Truth does not ask if a man be white or black, that he be Catholic or Protestant or Jew, that he be Republican or Democrat.
Last week we wrote an editorial entitled “Macon County Justice”.
This week we have an apology to make. We apologize to those who felt we would be silent regarding a bad situation that reflected on members of our own political party. We have disappointed them.
The editorial was read Friday morning in thousands of stores, private homes, and also in the Macon County Courthouse.
On Friday afternoon an official car pulled into the Editor's barnyard, and a deputy sheriff delivered a summons to jury duty.
Delivering such a summons is one more duty which sheriff's departments perform as ordered and without complaint; like gathering evidence and apprehending criminals. They do not pick jurors, and they do not try cases.
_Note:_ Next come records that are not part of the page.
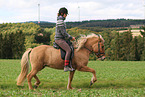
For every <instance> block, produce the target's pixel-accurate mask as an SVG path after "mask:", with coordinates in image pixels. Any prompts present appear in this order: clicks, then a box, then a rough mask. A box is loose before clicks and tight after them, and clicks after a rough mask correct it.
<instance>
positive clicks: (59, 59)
mask: <svg viewBox="0 0 145 97" xmlns="http://www.w3.org/2000/svg"><path fill="white" fill-rule="evenodd" d="M104 42H105V41H104V39H103V37H102V36H101V35H99V34H98V35H96V34H93V33H92V34H90V35H87V36H85V35H84V36H82V37H80V38H79V39H78V41H77V46H78V48H76V49H75V50H74V56H73V58H72V67H73V68H74V69H75V70H74V71H70V73H69V80H68V85H67V89H73V88H72V86H71V82H72V80H73V76H74V73H75V71H76V70H78V71H82V72H91V73H92V74H93V77H92V79H91V82H90V85H92V84H94V83H95V82H96V81H97V77H96V71H95V70H94V69H92V68H89V67H87V64H88V61H89V55H90V54H91V53H95V54H96V56H97V57H98V58H99V59H101V60H104V59H105V50H104ZM29 58H30V63H31V67H32V69H31V71H30V73H29V74H28V71H29ZM46 66H47V67H50V68H54V69H61V70H63V68H64V60H62V59H61V53H60V49H55V48H54V47H53V46H49V45H40V46H37V47H35V48H33V49H32V48H29V49H27V50H26V51H25V52H24V54H23V56H22V59H21V73H20V75H19V76H18V78H17V86H23V84H24V81H25V79H26V77H27V80H28V86H29V89H34V88H33V87H32V83H31V79H32V78H33V77H34V78H35V79H36V82H35V84H34V86H35V88H37V87H38V86H39V84H40V80H39V78H38V77H37V75H36V74H37V73H38V72H39V71H41V70H42V69H43V68H45V67H46Z"/></svg>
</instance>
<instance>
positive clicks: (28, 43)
mask: <svg viewBox="0 0 145 97" xmlns="http://www.w3.org/2000/svg"><path fill="white" fill-rule="evenodd" d="M143 30H144V31H145V27H143ZM144 31H141V34H142V37H141V36H136V37H133V35H132V32H131V30H128V31H126V32H124V33H119V32H118V31H112V30H111V29H107V28H106V29H105V30H102V31H101V32H100V31H98V32H96V31H92V30H89V29H85V28H83V29H81V28H78V27H74V28H69V29H67V32H68V33H69V34H70V35H72V36H74V37H76V39H78V38H79V37H80V34H83V35H87V34H90V33H96V34H101V35H102V36H103V38H104V39H105V53H106V60H123V61H133V60H134V61H140V60H145V49H144V48H145V45H144V44H145V42H144V41H145V39H144V37H145V34H144V33H145V32H144ZM54 32H55V27H53V28H42V27H40V26H39V25H37V24H35V23H16V24H15V23H6V24H0V58H3V59H10V58H13V59H19V58H21V56H22V54H23V53H24V51H25V50H26V49H27V48H33V47H36V46H39V45H43V44H46V45H53V41H54V35H55V33H54ZM95 59H97V58H96V57H95V55H91V56H90V60H95Z"/></svg>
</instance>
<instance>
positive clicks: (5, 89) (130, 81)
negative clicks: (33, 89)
mask: <svg viewBox="0 0 145 97" xmlns="http://www.w3.org/2000/svg"><path fill="white" fill-rule="evenodd" d="M88 66H89V67H91V68H94V69H95V70H96V74H97V78H98V81H97V82H96V83H95V84H94V85H93V86H91V87H89V82H90V80H91V77H92V74H91V73H87V72H79V71H76V73H75V75H74V79H73V82H72V87H74V88H75V89H73V90H67V89H66V86H67V81H68V75H69V72H63V71H61V70H55V69H50V68H45V69H44V70H42V71H40V72H39V73H38V77H39V78H40V81H41V84H40V86H39V87H38V89H36V90H29V89H28V84H27V81H26V82H25V83H24V87H17V86H16V78H17V76H18V75H19V73H20V70H21V68H20V60H0V70H1V71H0V96H1V97H5V96H6V97H7V96H12V97H13V96H15V97H16V96H19V97H23V96H27V97H34V96H35V97H36V96H37V97H46V96H47V97H58V96H60V97H68V96H69V97H95V96H97V97H98V96H100V97H128V96H129V97H134V96H136V97H141V96H142V97H143V96H145V61H90V62H89V64H88ZM32 82H33V83H34V82H35V80H34V79H33V80H32Z"/></svg>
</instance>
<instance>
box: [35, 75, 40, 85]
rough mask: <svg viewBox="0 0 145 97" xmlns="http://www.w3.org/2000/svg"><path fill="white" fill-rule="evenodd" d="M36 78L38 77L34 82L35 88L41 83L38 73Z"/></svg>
mask: <svg viewBox="0 0 145 97" xmlns="http://www.w3.org/2000/svg"><path fill="white" fill-rule="evenodd" d="M34 78H35V79H36V82H35V84H34V88H37V87H38V86H39V84H40V80H39V79H38V77H37V76H36V75H34Z"/></svg>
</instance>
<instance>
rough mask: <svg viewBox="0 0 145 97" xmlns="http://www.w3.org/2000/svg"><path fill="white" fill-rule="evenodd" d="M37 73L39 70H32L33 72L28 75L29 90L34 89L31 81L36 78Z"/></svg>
mask: <svg viewBox="0 0 145 97" xmlns="http://www.w3.org/2000/svg"><path fill="white" fill-rule="evenodd" d="M37 72H38V71H37V70H33V69H32V70H31V72H30V73H29V74H28V75H27V79H28V86H29V89H33V87H32V83H31V80H32V78H33V77H34V76H36V74H37Z"/></svg>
In theory any citizen is subject to jury duty, and may be called for it. In practice, jurors are generally chosen from lists prepared by the township supervisors. There is even competition among citizens who have the time and wish to serve.
Jury duty has, over the years, been used for another purpose. It has been used as a punitive device to harass anyone who criticizes the administration of justice. A busy person is expected to squawk, “Look, I haven't time to go down there and sit on a jury.” The answer invariably is, “If you're not willing to do your part as a citizen, what room do you have to complain?” We shall of course report for duty as instructed.
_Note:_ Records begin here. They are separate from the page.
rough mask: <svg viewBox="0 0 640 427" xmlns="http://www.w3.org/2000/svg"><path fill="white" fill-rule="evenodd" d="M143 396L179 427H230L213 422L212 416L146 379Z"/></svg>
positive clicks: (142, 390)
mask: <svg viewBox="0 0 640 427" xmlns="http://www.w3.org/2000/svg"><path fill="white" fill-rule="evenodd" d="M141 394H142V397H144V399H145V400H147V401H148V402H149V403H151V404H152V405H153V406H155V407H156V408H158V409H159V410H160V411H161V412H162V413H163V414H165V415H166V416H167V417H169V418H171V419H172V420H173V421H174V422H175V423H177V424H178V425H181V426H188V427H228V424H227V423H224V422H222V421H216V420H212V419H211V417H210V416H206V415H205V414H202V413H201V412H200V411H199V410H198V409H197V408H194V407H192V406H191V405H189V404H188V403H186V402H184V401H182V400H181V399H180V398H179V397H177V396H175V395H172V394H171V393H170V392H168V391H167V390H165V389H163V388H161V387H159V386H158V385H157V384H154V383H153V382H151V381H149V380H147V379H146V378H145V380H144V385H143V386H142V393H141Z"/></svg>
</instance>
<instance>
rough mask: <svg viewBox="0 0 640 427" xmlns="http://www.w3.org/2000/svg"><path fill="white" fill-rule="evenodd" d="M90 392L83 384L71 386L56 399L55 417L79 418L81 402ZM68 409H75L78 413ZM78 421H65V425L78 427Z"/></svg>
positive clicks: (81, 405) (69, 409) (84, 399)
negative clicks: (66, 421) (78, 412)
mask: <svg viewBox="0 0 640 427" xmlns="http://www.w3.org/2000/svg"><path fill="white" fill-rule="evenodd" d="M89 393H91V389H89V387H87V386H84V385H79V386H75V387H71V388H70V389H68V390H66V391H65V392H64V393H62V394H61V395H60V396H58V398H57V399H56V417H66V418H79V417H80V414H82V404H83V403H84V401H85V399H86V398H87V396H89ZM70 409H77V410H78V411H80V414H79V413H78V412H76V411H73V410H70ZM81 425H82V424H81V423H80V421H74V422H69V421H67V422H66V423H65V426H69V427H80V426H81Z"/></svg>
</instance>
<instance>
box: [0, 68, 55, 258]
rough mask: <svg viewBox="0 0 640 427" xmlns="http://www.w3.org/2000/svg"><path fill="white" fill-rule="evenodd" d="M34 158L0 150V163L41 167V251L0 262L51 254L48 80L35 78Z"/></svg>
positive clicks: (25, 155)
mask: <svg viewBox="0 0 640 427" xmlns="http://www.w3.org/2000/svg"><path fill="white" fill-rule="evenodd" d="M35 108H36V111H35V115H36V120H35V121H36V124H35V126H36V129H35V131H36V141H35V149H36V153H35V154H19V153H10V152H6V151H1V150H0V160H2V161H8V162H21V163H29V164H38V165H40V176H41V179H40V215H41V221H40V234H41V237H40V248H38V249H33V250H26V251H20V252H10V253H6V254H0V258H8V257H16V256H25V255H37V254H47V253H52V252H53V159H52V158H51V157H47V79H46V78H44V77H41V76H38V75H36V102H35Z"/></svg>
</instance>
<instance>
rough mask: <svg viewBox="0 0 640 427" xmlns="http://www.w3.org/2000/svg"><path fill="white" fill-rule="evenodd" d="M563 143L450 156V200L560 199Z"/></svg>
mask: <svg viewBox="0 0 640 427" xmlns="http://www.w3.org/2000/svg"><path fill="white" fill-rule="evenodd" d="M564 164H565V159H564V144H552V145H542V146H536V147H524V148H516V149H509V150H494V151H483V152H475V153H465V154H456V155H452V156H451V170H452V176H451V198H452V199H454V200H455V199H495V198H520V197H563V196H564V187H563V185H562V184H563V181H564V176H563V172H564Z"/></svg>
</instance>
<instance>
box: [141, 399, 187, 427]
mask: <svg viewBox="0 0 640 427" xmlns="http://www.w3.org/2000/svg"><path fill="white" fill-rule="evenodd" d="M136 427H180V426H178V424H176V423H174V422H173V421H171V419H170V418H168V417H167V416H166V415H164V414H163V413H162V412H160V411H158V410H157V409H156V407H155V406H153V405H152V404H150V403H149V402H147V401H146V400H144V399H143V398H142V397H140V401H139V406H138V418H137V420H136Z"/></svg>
The summons arrived only hours after the critical editorial was read. No possible connection, of course, because the summons was dated April 3rd, two days before it was delivered. Still, we must note that the difference between the “5” and the “3” is just two inches on a typewriter keyboard; no connection of course... but isn't it a remarkable coincidence?
April 18, 1963
HOW IT IS DONE
John Curry, Circuit Clerk for Macon County, has kindly called to give us the complete rundown on the manner in which jurors are chosen. John even has a film on the subject, which he has shown about 200 times to various groups in the area. He explained that each September, the judges of the Sixth Judicial District indicate how many jurors they will need in the ensuing twelve months.
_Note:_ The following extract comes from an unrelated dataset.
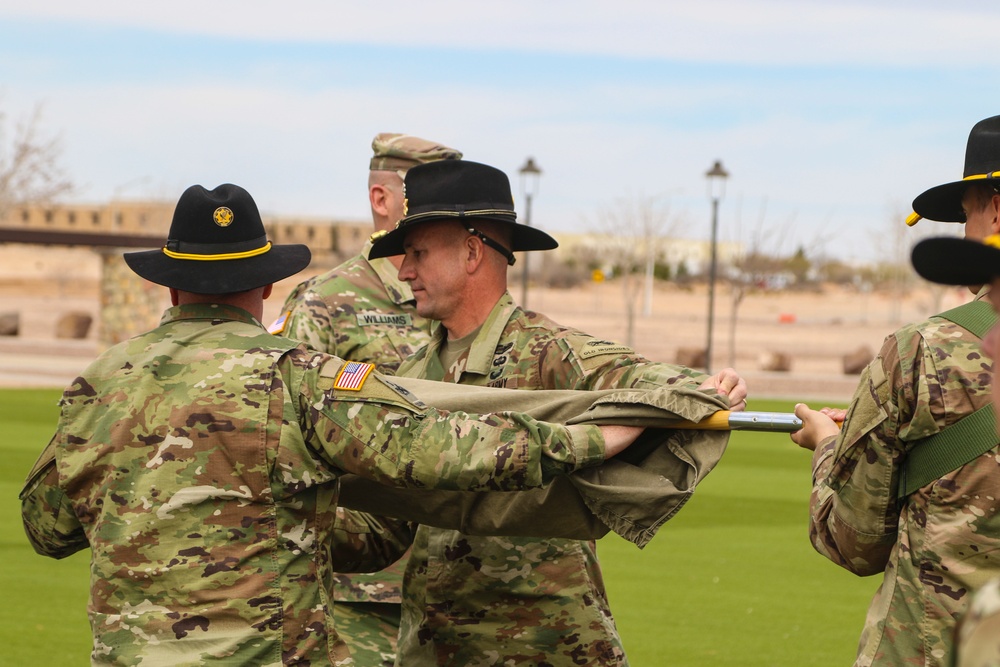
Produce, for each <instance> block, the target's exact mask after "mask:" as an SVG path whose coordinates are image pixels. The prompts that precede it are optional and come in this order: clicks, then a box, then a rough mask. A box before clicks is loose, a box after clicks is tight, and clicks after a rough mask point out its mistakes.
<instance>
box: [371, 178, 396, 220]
mask: <svg viewBox="0 0 1000 667" xmlns="http://www.w3.org/2000/svg"><path fill="white" fill-rule="evenodd" d="M391 196H392V193H391V192H389V189H388V188H387V187H385V186H384V185H382V184H380V183H374V184H372V185H370V186H369V187H368V201H369V202H371V205H372V210H373V211H375V212H376V213H377V214H379V215H383V216H384V215H389V202H388V198H389V197H391Z"/></svg>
All precinct committeemen of both parties are asked to submit a list of men and women (equally divided) making up 10% of the voting list in their precinct. The Board of Supervisors at its September meeting agrees on an order in which to choose names; say that 2,000 are needed, and they decide to pick every third one; they go through the lists until they have reached the required number from the 198 lists.
The stories you hear about the Supervisors picking their friends and relatives for jury duty plainly must be untrue, because the Supervisors certainly would not sit down together and agree to place in the box only the names they wished drawn.
These names are made up on small individual cards, and dropped into a padlocked metal box about 2½' high and 14” in diameter. To pick the jurors for either county or circuit court, the Circuit Clerk himself draws these cards out of the box in the presence of a judge. He then hands them to someone else who reads off the name. If any question is ever raised of a card getting out of its proper order or anything of this sort, no-one could suggest that John Curry had misplaced it, because he was wearing a blindfold at the time.
If John Curry tells us this is the way it is done, we are confident this is the way it is done. We join nearly everyone else who knows him in considering John Curry one of the most able and dedicated public servants in the county. There is something about the office of circuit clerk which seems to attract the finest type of men; the office does not deal in money, it does not deal in power, it deals only in service.
Macon County is fortunate in having at the same time two young men in its service so highly regarded as Curry and Sheriff Charles Peters.
Oh yes, John told us one more thing; that the statutes automatically excuse from jury duty those whose work cannot be interrupted without disruption of the social fabric; this includes doctors, lawyers, mailmen, teachers, officers of the court... and newspapermen.